Release:#3916-96 (Docket# 92-21)
For Release: June 11, 1996
CFTC ADMINISTRATIVE LAW JUDGE FINDS THAT SOLOMON MAYER COMMITTED FRAUD BY BUCKETING CUSTOMER ORDERS ON THE NYMEX OVER A TWO-YEAR PERIOD; FINES TOTALING $525,000 LEVIED IN THE CASE
The Initial Decision Stems from a 23-count Complaint Filed by the CFTC in 1992
WASHINGTON - The Commodity Futures Trading Commission (CFTC) announced today that on May 15, 1996, the Honorable George Painter, CFTC Administrative Law Judge (ALJ), entered an Initial Decision finding that Solomon Mayer violated the anti-fraud provisions of the Commodity Exchange Act (CEA) by bucketing customer orders on the New York Mercantile Exchange (NYMEX) over two years, from 1987 though 1989. (In the Matter of Solomon Mayer, et al., CFTC Docket No. 92-21.)
The ALJ found that Solomon Mayer and Barry Mayer violated the CEA's trade practice provisions when they engaged in extensive noncompetitive trading on the NYMEX during the same period. SHB Commodities, Inc., a futures commission merchant, and Maye Commodities Corp. were held liable for the Mayers' violative trading activity. The ALJ found that Steven Gelbstein, a NYMEX floor trader, had accommodated Solomon Mayer's indirect bucketing of customer orders, in violation of the trade practice provisions of the CEA.
Furthermore, the ALJ's order revoked the commodity registrations of Solomon Mayer, Barry Mayer, and SHB and imposed a five-year commodity futures trading ban on each of them. In addition, the court assessed a civil monetary penalty in the amount of $200,000 on Solomon Mayer, and a $100,000 civil monetary penalty each on Barry Mayer, SHB, and Maye Commodities. Finally, Gelbstein is prohibited by the ALJ's order from trading for a period of 30 days and must pay a civil monetary penalty in the amount of $25,000. Each of the respondents is subject to a cease and desist order.
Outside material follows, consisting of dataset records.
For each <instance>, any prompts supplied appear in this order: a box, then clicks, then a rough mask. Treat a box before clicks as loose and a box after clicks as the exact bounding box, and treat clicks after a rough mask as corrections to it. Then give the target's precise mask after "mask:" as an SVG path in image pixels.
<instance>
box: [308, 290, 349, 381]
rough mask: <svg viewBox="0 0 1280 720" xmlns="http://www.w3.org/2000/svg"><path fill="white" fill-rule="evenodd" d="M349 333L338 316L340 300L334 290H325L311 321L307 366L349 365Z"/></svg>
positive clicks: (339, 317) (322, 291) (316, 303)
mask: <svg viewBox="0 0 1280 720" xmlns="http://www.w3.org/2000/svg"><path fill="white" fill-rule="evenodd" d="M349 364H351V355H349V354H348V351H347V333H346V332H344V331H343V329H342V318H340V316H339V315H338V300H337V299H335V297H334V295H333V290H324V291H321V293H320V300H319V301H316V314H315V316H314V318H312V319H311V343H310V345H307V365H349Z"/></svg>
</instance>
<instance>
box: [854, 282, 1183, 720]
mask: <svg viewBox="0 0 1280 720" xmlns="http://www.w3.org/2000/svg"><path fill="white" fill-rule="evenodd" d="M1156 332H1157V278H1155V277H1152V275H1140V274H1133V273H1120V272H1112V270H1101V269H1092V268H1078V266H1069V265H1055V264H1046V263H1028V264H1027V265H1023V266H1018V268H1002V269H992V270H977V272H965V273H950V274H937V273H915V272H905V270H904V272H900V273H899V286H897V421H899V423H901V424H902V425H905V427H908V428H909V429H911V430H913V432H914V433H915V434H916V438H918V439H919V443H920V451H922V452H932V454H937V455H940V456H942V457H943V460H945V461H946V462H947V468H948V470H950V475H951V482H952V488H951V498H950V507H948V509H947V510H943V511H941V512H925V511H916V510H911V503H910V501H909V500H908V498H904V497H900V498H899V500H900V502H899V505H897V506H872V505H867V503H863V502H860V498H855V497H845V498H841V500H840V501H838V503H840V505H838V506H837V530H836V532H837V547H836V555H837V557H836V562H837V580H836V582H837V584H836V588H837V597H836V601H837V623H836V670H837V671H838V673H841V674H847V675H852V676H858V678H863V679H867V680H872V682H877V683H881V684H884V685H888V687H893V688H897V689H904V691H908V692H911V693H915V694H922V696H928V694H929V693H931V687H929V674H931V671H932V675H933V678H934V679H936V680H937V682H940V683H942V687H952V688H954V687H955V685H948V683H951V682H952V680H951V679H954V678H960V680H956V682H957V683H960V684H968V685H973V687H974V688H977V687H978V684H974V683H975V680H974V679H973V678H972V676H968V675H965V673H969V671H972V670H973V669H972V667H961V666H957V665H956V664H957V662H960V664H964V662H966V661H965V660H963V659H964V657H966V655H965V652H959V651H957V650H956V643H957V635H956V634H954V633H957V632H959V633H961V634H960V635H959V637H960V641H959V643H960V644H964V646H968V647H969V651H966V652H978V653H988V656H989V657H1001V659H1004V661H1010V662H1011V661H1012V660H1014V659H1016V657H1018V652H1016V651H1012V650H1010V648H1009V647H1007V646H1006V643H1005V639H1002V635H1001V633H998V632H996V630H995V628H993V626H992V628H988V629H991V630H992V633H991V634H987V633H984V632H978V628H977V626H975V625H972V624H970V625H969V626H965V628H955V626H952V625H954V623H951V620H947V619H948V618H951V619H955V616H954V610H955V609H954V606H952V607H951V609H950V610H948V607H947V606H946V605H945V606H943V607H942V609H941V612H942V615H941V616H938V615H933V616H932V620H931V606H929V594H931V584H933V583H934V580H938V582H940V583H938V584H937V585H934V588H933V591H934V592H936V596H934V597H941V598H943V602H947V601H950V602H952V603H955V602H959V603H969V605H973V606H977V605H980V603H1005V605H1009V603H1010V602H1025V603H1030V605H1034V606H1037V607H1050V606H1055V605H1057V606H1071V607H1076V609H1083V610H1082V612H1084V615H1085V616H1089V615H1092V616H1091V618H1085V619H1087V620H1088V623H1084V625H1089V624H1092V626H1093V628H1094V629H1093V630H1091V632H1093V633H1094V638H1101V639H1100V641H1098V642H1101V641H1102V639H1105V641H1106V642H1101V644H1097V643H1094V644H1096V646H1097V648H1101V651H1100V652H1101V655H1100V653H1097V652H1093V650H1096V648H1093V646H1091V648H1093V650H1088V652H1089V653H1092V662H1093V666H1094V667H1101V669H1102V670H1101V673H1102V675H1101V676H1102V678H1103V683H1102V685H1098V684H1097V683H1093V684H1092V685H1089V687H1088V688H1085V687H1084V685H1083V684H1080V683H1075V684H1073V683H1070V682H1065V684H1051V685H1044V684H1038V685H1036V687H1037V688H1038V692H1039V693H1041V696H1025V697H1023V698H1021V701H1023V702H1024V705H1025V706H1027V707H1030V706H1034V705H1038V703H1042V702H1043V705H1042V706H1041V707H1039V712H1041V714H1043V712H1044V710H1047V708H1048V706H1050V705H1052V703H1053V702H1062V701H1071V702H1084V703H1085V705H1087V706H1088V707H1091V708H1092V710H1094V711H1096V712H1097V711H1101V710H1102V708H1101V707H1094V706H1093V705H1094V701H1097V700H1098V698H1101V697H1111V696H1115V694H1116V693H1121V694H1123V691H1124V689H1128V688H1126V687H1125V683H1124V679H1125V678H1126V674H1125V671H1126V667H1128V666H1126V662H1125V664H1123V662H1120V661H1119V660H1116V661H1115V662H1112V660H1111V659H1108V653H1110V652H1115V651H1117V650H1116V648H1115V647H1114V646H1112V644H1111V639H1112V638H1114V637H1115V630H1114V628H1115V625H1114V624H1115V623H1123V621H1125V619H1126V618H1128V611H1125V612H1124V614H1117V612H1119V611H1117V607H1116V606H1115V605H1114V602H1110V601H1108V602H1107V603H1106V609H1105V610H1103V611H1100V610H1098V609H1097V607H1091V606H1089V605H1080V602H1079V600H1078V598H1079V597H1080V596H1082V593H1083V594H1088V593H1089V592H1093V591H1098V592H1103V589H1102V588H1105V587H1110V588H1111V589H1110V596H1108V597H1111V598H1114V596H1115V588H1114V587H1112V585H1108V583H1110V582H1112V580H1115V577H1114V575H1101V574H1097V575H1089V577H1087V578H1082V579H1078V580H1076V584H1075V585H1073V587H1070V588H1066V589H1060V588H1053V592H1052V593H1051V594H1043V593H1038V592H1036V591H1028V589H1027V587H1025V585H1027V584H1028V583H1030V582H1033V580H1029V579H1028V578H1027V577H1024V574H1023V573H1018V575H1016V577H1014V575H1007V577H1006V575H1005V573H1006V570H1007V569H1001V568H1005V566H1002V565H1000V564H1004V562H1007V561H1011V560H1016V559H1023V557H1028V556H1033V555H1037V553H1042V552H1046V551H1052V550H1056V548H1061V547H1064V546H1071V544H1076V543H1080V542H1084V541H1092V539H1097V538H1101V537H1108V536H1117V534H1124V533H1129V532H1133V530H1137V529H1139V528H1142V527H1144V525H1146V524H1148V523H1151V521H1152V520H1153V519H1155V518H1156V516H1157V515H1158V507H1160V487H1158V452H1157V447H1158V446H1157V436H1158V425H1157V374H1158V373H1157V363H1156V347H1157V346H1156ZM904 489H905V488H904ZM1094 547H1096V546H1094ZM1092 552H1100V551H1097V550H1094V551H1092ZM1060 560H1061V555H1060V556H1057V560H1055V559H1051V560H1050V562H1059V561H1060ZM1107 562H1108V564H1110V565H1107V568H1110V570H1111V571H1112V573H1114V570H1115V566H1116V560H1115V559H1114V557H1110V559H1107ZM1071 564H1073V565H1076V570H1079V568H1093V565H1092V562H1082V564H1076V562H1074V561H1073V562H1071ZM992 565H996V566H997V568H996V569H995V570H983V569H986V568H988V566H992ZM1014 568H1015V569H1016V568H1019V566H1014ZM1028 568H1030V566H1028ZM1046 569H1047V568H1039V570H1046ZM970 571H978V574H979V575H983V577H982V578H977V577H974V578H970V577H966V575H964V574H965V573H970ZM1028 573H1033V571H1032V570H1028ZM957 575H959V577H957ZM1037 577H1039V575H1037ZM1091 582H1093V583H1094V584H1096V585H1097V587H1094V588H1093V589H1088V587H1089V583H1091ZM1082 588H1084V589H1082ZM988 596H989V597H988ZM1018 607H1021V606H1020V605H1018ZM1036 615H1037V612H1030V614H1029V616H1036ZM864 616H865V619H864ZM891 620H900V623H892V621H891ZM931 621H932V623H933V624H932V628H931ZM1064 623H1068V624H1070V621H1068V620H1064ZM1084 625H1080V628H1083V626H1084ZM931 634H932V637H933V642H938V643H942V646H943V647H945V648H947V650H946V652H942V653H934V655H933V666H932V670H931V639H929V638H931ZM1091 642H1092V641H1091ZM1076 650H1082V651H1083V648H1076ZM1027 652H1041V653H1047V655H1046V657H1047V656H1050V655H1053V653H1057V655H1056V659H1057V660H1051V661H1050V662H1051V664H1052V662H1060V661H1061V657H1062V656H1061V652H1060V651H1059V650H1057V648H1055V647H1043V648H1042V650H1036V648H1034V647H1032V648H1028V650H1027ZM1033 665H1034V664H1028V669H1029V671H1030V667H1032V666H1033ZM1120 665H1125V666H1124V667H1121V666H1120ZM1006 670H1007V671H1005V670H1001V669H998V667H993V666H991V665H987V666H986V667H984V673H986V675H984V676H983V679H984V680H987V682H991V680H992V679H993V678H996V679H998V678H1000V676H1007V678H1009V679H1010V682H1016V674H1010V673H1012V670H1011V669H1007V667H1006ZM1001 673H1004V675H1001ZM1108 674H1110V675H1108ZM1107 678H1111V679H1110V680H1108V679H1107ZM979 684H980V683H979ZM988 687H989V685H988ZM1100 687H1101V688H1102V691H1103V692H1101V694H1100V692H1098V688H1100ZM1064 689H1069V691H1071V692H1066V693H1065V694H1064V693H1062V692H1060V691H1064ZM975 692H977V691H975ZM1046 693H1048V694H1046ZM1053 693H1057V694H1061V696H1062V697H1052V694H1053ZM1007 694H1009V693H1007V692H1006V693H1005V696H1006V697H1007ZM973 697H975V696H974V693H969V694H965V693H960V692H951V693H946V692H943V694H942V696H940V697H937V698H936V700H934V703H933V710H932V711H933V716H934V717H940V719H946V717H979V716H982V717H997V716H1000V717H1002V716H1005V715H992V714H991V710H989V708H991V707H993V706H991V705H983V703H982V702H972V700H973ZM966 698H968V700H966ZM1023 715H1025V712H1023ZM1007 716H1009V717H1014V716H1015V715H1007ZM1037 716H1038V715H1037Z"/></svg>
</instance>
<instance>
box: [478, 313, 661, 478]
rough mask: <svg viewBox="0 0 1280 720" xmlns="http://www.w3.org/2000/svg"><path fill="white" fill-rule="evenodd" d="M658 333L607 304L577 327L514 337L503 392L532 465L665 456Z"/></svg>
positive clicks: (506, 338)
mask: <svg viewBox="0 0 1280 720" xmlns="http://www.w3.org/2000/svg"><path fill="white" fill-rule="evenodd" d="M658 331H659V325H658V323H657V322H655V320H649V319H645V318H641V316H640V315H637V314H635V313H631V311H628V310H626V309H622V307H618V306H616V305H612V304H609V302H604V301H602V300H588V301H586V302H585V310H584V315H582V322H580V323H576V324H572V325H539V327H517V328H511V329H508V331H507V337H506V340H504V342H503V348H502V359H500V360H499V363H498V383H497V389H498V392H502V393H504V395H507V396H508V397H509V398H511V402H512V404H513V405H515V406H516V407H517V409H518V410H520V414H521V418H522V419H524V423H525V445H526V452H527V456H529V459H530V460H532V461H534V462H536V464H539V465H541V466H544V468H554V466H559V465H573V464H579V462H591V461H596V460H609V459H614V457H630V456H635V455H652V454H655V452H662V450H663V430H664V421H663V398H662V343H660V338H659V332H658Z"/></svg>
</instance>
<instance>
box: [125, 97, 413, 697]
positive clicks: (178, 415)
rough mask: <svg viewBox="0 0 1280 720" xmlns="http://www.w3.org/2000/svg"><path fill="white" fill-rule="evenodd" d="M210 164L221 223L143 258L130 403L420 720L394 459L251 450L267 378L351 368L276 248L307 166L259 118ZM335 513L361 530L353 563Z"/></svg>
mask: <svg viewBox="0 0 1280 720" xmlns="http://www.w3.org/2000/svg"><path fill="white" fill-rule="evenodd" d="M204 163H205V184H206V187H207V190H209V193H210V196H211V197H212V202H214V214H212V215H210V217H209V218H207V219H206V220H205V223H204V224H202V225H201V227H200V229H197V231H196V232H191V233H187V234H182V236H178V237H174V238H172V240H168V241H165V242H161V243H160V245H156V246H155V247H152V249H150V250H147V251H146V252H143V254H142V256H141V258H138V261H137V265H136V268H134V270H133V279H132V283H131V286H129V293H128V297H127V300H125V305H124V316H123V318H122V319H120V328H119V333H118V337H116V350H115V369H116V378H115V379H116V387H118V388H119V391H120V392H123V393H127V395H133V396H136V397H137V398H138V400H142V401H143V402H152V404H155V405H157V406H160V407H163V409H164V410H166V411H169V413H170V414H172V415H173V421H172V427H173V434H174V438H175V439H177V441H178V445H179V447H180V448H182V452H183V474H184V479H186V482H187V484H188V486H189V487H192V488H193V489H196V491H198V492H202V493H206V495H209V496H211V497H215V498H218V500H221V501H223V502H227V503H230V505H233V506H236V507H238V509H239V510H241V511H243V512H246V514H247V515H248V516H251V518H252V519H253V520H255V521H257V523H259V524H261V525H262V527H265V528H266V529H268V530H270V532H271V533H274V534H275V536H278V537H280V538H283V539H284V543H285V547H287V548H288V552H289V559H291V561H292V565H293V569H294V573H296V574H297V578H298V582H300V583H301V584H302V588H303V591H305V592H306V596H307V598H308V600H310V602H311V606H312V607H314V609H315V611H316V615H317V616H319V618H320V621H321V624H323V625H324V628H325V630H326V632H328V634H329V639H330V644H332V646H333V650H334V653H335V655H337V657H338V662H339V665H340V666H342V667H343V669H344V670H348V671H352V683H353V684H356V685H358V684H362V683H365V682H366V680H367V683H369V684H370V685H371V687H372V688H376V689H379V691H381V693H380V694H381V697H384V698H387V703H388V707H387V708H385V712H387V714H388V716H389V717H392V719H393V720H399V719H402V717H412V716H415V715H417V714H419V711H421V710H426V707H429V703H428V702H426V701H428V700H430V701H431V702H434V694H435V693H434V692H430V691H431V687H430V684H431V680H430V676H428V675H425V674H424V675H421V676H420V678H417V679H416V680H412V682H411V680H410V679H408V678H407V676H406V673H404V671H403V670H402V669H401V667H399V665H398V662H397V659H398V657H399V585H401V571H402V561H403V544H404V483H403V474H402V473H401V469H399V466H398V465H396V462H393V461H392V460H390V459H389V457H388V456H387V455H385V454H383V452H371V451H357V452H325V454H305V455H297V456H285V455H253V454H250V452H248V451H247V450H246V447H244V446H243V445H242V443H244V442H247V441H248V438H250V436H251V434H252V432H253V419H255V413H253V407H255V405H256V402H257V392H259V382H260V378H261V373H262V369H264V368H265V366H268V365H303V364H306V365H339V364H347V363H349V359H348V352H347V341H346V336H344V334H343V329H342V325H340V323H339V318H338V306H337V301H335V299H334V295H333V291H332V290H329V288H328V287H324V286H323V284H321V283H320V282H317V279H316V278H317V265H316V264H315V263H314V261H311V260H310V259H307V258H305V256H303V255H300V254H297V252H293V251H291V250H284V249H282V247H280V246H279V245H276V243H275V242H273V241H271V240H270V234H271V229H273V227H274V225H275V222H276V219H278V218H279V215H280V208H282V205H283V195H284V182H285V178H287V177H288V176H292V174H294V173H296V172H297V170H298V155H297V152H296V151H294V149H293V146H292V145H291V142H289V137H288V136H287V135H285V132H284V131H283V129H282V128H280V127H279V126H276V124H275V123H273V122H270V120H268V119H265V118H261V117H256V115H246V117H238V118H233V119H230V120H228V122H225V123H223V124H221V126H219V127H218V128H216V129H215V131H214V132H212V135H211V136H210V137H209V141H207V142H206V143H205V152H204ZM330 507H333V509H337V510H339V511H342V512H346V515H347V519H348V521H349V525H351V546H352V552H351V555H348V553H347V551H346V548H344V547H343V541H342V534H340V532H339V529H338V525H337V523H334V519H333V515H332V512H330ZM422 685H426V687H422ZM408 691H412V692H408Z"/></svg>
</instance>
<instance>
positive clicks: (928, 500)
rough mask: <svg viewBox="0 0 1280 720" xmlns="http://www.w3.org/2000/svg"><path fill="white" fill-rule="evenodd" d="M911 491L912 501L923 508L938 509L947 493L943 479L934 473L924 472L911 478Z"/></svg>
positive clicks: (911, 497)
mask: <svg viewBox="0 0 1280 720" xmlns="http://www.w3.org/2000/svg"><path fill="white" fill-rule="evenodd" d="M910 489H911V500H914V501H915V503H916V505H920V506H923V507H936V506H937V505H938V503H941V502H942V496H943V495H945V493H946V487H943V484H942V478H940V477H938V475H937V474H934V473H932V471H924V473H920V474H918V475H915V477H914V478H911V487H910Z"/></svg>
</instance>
The matter arose from a 23-count complaint filed by the CFTC on April 24, 1992 (See CFTC News Release #3491-92, April 24, 1992). The CFTC complaint alleged that the respondents violated the CEA by, among other things:
bucketing customer orders; and
engaging in noncompetitively executed wash sales and fictitious trades.
In reaching its decision, the ALJ found that Solomon Mayer, Barry Mayer and SHB "abused their market trading privileges by deliberately and repeatedly cheating and defrauding customers and impairing the integrity of the market." The ALJ concluded that there was undoubtedly a nexus between the respondents' wrongdoing and the integrity of the futures market.
In the discussion, the ALJ opined that dual trading, which permits floor brokers to trade for their personal accounts as well as for customers, "mocks the notion of an open and competitive market, and virtually invites the abuses charged and proven in the case at hand." The ALJ also noted that the deliberate failure of Solomon Mayer, Barry Mayer, and Gelbstein to retain their trading cards constitutes a significant audit trail irregularity from which adverse inferences could be drawn.
Finding that the evidence presented failed to establish that Isaac Mayer acted in a capacity that required him to be registered with the CFTC, the ALJ dismissed the allegations in this regard against him. The CFTC's complaint charged Isaac Mayer with accepting customer orders on behalf of SHB without being registered with the CFTC, among other things.
Solomon Mayer has been registered with the CFTC as a floor broker since 1982. Barry Mayer and Halper have been registered as floor brokers since 1983. Gelbstein, a member of the NYMEX, was neither registered nor required to be registered with the CFTC during the relevant time period. SHB is registered as a futures commission merchant and is a member of the NYMEX. Maye Commodities was formerly a NYMEX clearing member.